In 2018, B2C Entertainment ended their working contract with their brand manager Andrew Mugerwa known as "Andy Events" who claimed to have started the B2C entertainment as a musical group. The music trio claimed Andy events had different dreams and ambitions which could not match their desires.

In 2019, B2C entertainment released another collaboration with one of Uganda's best female vocalists Rema Namakula titled Gutujja produced by Nessim.

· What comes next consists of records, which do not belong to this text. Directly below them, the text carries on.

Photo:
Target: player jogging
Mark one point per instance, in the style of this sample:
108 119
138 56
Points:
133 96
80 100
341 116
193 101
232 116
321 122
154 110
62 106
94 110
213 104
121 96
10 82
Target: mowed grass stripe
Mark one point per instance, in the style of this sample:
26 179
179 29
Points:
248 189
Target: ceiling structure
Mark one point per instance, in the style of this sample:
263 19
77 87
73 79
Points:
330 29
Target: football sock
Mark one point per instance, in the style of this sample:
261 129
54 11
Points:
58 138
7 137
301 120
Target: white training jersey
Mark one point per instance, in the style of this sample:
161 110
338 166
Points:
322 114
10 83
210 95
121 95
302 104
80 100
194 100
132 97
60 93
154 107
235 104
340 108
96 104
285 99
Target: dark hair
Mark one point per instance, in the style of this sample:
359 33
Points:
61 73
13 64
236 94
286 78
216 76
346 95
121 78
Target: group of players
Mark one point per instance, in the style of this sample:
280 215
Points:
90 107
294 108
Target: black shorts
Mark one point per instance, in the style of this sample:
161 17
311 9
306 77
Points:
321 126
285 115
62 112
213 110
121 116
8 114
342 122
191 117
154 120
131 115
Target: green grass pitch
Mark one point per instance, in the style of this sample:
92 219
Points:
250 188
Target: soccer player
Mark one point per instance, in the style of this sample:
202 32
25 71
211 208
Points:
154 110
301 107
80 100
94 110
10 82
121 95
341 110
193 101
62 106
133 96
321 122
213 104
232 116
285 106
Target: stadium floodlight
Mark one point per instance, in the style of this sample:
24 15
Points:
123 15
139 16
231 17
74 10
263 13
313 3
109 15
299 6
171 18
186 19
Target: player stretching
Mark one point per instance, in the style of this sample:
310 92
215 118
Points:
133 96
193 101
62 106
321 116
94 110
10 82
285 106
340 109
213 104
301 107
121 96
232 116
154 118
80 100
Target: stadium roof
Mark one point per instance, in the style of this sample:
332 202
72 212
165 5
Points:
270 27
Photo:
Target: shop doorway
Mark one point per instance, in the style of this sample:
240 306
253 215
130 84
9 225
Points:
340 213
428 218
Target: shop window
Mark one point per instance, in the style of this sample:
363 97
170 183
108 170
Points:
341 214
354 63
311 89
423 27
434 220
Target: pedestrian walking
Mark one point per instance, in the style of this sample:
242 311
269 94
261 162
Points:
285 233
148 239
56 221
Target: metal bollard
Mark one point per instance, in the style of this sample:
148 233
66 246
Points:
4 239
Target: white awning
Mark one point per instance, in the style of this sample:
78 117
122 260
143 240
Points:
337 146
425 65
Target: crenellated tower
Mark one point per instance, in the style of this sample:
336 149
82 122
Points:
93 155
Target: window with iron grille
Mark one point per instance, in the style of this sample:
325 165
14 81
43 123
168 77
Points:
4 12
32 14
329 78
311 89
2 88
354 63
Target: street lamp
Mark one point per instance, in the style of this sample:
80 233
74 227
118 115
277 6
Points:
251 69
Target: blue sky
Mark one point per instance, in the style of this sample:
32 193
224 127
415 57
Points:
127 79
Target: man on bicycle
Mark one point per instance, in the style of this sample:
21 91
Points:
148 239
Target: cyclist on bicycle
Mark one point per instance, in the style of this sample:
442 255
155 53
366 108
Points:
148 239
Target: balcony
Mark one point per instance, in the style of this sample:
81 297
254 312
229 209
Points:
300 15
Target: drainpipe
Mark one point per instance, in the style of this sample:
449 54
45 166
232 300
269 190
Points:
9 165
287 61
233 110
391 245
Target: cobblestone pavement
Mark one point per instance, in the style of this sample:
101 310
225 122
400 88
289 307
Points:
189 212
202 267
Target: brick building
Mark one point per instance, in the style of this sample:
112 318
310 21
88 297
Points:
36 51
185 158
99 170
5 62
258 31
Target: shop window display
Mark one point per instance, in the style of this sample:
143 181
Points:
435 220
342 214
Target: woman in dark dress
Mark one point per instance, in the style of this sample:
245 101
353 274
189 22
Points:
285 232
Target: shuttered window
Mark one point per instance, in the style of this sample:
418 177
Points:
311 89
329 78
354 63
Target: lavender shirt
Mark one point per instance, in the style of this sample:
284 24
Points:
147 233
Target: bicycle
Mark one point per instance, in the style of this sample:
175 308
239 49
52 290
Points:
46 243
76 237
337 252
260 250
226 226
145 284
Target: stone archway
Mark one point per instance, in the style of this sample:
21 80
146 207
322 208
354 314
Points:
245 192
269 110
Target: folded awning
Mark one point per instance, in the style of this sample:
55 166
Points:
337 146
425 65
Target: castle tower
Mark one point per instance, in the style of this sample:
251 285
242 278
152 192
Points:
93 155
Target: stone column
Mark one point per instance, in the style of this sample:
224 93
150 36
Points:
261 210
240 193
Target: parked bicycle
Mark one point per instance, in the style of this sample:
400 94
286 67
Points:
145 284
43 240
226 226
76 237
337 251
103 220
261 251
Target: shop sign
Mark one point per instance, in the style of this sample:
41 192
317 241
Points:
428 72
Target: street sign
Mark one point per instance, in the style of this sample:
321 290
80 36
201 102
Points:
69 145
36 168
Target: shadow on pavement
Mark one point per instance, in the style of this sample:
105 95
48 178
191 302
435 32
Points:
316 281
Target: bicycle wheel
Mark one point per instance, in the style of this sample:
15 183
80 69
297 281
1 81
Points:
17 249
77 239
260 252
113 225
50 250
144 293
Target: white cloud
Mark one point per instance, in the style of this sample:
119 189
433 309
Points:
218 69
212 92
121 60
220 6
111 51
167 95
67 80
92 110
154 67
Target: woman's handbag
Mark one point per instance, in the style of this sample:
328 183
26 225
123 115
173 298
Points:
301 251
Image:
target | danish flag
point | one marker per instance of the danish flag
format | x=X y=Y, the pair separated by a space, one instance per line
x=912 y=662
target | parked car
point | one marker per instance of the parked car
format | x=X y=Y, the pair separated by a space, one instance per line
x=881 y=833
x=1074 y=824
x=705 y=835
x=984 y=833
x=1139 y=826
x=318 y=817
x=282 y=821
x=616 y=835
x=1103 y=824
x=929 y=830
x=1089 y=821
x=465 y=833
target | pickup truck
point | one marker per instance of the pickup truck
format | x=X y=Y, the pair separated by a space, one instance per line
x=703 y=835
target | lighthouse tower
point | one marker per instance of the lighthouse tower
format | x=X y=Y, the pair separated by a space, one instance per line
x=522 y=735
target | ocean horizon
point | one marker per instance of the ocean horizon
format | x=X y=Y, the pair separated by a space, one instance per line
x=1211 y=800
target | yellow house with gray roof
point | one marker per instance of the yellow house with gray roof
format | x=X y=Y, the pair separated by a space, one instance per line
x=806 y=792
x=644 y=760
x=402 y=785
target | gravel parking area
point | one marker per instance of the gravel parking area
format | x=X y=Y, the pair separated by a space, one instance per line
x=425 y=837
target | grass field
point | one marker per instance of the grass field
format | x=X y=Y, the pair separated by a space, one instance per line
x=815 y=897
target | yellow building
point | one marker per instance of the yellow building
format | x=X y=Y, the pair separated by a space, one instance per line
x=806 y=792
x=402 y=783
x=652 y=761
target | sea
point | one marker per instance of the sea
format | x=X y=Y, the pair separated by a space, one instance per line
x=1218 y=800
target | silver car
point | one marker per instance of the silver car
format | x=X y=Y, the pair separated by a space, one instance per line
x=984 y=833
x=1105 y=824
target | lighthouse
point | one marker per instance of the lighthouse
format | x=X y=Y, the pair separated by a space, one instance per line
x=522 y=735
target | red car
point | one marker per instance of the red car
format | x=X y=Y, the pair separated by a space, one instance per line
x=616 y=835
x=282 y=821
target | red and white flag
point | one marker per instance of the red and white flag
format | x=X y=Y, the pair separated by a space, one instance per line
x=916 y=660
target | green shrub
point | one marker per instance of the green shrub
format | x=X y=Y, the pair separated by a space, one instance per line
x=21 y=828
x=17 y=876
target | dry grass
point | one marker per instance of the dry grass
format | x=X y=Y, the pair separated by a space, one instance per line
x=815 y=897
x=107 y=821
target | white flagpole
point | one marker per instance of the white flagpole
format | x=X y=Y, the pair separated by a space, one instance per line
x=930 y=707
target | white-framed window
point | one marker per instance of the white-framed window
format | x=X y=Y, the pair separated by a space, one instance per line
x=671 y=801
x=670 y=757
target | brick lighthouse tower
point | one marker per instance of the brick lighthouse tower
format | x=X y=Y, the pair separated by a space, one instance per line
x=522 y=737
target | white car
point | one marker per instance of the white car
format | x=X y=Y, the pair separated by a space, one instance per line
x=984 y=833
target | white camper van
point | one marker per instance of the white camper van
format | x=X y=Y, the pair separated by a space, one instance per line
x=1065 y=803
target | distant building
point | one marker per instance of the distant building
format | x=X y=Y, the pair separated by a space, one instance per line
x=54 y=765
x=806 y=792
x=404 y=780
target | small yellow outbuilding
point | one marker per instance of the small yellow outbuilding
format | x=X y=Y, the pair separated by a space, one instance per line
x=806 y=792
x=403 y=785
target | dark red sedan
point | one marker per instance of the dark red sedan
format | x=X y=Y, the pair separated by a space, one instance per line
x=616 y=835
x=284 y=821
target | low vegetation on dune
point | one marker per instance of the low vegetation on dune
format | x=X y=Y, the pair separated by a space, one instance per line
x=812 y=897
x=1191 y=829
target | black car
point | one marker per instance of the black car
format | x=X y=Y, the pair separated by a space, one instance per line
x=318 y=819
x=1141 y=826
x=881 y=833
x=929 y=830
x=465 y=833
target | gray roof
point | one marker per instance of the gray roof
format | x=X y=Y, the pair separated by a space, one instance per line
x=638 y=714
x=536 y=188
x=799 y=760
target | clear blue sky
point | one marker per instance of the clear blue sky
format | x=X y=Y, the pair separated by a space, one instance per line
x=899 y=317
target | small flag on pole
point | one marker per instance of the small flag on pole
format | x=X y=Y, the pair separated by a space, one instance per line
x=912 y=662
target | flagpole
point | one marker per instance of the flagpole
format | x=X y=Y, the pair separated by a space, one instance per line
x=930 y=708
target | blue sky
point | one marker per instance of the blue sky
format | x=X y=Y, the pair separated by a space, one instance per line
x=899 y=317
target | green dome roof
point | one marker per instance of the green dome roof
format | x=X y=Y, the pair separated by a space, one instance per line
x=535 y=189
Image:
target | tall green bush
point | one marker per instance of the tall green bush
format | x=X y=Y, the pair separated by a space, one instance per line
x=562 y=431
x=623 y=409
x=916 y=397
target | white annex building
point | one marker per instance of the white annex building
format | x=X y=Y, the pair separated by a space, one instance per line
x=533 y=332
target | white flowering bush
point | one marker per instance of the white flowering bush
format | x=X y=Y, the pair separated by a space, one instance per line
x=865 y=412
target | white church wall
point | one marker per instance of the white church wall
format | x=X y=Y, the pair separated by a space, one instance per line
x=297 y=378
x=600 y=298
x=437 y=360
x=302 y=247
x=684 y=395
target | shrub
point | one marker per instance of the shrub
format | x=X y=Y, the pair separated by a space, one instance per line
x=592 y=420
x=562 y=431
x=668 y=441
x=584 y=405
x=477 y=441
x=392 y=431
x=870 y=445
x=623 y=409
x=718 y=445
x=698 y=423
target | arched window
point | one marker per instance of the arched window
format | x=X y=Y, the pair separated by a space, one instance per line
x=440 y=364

In 2023, the trio has released two collaborations which have performed well, they released a song with Ugandan singer Carol Nantongo titled Ndabula and later released another music collaboration with Fik Fameica titled Crazy Company.
== Awards and nominations ==

B2C AWARDS AND NOMINATIONS LIST
| Year | Awards | Category | Result |
|---|---|---|---|
| 2023 | Zzina Awards | Contemporary Artiste of the year; Male Artiste of the year; Artiste of the year; | Nominated; |
| 2022 | ASFA Awards | Most stylish male artiste of the year | Nominated |
| 2021 | Afrima Awards | Best African Duo, Group or Band | Nominated |
| 2021 | Hipipo Awards | Best zouk song (Gutujja by B2C ft Rema Namakula); Best collaboration (Gutujja); | Won |
| 2021 | Janzi Awards | Outstanding Afro-zouk artiste; Outstanding Entrepreneurial artist; | Won; Nominated; |
| 2020 | MTV Mama Awards | Song of the year (Munda Awo) | Nominated |
| 2019 | Afrima Awards | Best African Duo, Group or Band | Nominated |
| 2018 | Zzina Awards | Song of the year (Gutamiza); Best Afro-beat song (Nyongera); Best Collaboration(Gutamiza); | Won |
| 2017 | Uganda Entertainment Awards | Best music group | Won |

== Concerts ==
In 2018, B2C Entertainment (Kampala Boys) held their first concert at Freedom City Mall along Entebbe road in Namasuba.

In 2022, the music trio had their second career concert at Freedom City mall. B2C have then announced their third concert dates scheduled for 2024 at hotel Africana in Kampala.